Saturday 2 April 2011

The Artist's Way

Many, many moons ago I read an article about a book called The Artist's Way. It's sort of like a self help book for creative people, to get you out of those awful ruts that hit from time to time and to make you generally more open to creative stuff. I meant to buy it, but never got round to it. Fast forward a few years and my most marvellous friend Becci said she was reading it and following the tasks so I thought I'd give it a go. This is the badger on Amazon.

















There are two central activites in this book - morning pages and artist dates. Morning pages involves getting up 30 mins earlier than normal and writing 3 pages of stuff. Anything that comes into your head. Mostly stuff about how knackered you are that you're up 30 mins earlier than usual. And you just freeform write, any old rubbish. And you're not allowed to read it. You write it. Close the book. Get back into bed to warm up your toes. I've just done a week's worth of morning pages and it's quite hard work. Feels a bit like being 14 writing a diary again, all moan moan moan, me me me. However, I'm hanging in there.

The artist date is the promise you make yourself that you'll spend 2 hrs every week going to look at/do something by yourself that involves wakening your mind. Sort of like a date with yourself to look at stuff. I'm down with that; I live in the middle of one of the most culturally affluent cities in the world and how often do I go and get some for myself? Rarely, if at all.

So I went (with myself) to the V&A for a mooch. I wanted to go to the fashion and textiles section, but woe! They were closed for refurbishment. So I just mooched about. And had a brilliant time finding things I might not have looked at before.

Two key moments: I saw a lute. And I cried my eyes out. I used to play the lute when I was younger, I got quite good, but gave it up, as you do when you're young and clueless.
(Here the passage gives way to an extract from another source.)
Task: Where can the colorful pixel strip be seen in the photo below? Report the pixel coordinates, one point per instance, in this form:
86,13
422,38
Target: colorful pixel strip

Not entirely sure what the crying was about, but hey ho.














Then I went into the tapestry room and nearly passed out. Darkly lit and quite cool to protect the tapestries, it was a full on body experience - I was overwhelmed with the sheer scale of the work, the brilliance and skill of the craft and the entire dark environment. Needed a bit of a sit down.
















And then, then, I popped into the Yohji Yamamoto exhibition and saw all sorts of brilliant ways with fabric and folding and wierdness.









Artist dates? I am ALL OVER THEM from on.